Sridhar Babu on the process of Metro’s takeover from L&T

Before the resolution was passed, Legislative Affairs Minister D Sridhar Babu gave the background of the Hyderabad Metro’s operations since its inception in 2010, and conception in 2012.

He said the initial concession period for L&T was 35 years, which was extendable for another 25 years as of July 5, 2012.

However, after the Metro began its operation, the BRS government signed a supplemental concession agreement in July 2022, extending the concession period to 60 years, which meant it could be extended till July 2072.

“The then BRS government had also allowed an interest-free loan of Rs 3,000 crore to L&T. But then the state government failed to address the need for expanding the Metro as per the expanding contours of the city, which resulted in Hyderabad falling from 2nd position to 9th position in terms of Metro rankings in the country,” Sridhar Babu stated.

He said the five out of four corridors of Hyderabad Metro Phase 2 (A) proposed for Rs 24,269 crore were extensions of the existing metro network, and the proposals for 3 new corridors under Phase 2 (B) for Rs 19,579 crore were submitted to the Centre on November 4, 2024, by the state government.

These two phases, the state government wanted to complete as a joint venture between the state government and the Centre.

“After multiple meetings held to review the expansion proposals, the Union Ministry of Housing and Urban Affairs insisted on a definitive agreement with L&T for operational integration of Phase 1,” he said.

Sridhar Babu also noted that during the meetings held, L&T had conveyed its inability to go further with Phase 2 (A) and (B), because of its corporate policy of exiting all existing Public Private Partnerships (PPP) projects.
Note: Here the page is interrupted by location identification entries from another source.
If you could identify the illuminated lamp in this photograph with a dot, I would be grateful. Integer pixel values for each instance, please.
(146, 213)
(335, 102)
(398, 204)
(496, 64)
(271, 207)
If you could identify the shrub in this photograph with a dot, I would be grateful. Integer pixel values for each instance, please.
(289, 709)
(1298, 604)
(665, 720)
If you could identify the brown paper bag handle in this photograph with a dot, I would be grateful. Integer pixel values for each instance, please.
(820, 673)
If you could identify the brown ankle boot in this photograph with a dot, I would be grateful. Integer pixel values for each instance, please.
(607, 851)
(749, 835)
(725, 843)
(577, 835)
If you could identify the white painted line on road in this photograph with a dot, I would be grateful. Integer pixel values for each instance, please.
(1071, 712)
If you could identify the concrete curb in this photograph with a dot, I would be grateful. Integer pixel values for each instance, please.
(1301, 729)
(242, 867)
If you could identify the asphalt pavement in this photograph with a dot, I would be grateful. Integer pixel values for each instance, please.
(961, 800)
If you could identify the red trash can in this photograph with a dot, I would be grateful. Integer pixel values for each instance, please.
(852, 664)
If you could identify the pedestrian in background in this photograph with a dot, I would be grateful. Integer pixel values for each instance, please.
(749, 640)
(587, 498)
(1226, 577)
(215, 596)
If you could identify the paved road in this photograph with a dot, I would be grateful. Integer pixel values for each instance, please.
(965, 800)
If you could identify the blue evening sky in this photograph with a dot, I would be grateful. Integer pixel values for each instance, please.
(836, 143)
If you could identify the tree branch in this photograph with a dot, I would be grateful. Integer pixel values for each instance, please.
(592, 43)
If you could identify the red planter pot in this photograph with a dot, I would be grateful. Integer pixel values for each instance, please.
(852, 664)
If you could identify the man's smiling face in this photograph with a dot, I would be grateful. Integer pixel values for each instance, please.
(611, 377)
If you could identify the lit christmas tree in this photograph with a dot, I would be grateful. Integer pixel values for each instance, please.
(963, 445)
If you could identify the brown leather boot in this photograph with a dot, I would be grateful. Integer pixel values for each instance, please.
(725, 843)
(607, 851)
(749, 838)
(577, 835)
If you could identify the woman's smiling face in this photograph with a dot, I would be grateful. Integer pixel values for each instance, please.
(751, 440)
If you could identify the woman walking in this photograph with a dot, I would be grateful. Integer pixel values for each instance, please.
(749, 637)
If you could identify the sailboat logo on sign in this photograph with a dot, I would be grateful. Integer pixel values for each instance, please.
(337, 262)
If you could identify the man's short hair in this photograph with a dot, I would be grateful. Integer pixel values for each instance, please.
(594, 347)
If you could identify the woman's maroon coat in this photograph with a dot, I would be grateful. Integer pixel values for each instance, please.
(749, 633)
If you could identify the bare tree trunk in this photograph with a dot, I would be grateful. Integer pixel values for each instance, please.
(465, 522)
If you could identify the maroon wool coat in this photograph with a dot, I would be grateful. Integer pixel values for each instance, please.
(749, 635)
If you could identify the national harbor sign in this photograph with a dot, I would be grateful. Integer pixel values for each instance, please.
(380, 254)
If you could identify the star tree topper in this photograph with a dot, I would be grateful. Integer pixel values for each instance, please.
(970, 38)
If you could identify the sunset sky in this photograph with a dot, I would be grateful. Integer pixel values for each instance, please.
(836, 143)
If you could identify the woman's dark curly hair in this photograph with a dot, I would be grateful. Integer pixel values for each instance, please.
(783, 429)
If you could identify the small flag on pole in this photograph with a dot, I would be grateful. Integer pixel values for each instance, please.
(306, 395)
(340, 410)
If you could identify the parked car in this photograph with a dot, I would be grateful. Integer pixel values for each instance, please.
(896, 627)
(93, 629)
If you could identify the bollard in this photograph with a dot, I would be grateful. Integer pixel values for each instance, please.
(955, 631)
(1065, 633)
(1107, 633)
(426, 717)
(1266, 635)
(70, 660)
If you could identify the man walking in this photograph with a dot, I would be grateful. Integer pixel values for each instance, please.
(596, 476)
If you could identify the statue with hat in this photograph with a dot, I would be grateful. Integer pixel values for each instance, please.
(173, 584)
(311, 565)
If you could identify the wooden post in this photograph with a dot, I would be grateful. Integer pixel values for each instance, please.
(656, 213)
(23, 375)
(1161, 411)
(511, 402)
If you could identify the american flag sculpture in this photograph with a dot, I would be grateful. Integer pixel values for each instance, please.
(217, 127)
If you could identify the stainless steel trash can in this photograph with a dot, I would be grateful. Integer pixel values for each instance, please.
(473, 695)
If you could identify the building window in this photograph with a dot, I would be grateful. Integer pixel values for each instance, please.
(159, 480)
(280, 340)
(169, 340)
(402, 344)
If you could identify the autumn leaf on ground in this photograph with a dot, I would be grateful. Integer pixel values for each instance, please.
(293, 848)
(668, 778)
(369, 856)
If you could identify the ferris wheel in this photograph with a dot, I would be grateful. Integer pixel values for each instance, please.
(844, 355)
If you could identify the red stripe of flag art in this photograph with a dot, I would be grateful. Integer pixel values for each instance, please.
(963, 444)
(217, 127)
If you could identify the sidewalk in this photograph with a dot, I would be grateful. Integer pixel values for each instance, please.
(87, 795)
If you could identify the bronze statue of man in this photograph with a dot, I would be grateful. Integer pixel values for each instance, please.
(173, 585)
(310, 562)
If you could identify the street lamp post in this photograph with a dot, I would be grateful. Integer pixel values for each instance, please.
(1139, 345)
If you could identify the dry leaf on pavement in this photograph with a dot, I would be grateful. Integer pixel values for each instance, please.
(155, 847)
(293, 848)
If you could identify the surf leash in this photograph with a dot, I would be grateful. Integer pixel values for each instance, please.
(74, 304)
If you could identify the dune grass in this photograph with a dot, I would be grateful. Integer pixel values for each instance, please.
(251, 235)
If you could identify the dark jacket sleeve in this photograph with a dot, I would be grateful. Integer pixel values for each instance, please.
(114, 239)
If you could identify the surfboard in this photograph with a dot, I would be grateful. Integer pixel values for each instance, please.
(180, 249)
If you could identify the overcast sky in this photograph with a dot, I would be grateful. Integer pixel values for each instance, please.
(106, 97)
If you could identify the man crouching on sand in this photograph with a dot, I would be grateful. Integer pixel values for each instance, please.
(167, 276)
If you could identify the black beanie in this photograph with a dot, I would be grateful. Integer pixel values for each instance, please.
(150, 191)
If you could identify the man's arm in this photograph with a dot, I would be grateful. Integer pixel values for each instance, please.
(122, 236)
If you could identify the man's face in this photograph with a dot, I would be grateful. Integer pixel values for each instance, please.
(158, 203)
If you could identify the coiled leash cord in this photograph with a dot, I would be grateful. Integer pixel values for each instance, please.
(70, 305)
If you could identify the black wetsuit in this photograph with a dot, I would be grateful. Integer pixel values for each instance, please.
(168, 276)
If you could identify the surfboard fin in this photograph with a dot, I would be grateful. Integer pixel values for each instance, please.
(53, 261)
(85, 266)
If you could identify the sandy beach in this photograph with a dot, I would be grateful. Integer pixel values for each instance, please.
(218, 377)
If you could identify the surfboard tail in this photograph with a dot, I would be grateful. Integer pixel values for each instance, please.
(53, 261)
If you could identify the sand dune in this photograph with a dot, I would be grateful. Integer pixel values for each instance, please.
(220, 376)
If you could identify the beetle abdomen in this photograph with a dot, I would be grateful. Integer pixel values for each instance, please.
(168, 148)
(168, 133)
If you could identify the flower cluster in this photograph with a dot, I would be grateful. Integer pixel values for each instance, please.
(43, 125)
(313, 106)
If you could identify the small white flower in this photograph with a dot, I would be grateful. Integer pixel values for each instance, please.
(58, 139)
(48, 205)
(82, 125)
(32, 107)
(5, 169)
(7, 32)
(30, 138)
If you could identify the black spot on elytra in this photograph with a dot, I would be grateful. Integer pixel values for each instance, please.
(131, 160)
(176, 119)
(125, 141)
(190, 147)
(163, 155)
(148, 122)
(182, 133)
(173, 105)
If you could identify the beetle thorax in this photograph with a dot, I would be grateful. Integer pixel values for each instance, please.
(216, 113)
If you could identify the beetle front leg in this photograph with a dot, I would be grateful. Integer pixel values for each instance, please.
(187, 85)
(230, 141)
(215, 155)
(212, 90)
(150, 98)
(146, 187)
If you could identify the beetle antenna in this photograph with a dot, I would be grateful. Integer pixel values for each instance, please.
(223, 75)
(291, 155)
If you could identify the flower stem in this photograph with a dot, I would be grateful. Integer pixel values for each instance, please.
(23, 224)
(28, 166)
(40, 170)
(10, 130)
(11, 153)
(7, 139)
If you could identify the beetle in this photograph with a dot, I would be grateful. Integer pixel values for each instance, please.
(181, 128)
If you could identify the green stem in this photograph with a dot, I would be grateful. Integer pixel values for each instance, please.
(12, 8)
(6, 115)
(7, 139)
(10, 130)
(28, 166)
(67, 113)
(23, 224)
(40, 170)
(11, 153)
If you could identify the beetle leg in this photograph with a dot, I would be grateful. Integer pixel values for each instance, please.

He said that was when L&T had proposed Rs 7,000 crore as compensation for equity, and Rs 13,000 crore for taking over its debt amounting to Rs 13,000 crore as a one-time settlement on the day of negotiation.

“On September 25, 2025, the CEO, MD and Chairman of L&T suggested the takeover by paying Rs 5,900 crore for their equity value and complete debt of LTHMRL. On October 16, 2025, a proposal was sent to the council of ministers to form a sub-committee to study the modalities of the takeover, with the chief secretary as its chairman, and to submit a report for resource mobilisation,” Sridhar Babu explained.

He also mentioned that the Centre had nominated Sushil Kumar, the Managing Director of Uttar Pradesh Metro Rail Corporation Limited (UPMRCL), as a member of the sub-committee.

He said that the IDBI Capital, the transactional advisor for legal and financial due diligence, had estimated the market value of LTHMRL’s assets to be anywhere between Rs 20,544 crore and Rs 22,102 crore.

The technical due diligence of the takeover was done by the Delhi Metro International Limited (DMIL). Both institutions submitted their due diligence report to the cabinet sub-committee.

“As per the Metro Rail Policy of 2017, the purchase of shares of L&T had to be done through share purchase agreements, duly invoking the indemnity from the parent company. As per the financing requirements, the Indian Railways Finance Corporation (IRFC) agreed to provide a loan for the takeover of LTHMRCL for 75 per cent in Japanese Yen, and the balance through a rupee term loan,” he said.

Sridhar Babu noted that it was on February 22, 2026, that the sub-committee’s report on the takeover was submitted to the council of ministers, which was approved, and the HMRL was approved as a state government entity by the cabinet on March 23, 2026.

“It was agreed upon that the takeover needs to be completed by paying not more than Rs 15,000 crore (equity and debt of L&T) by April 30, 2026,” Sridhar Babu added.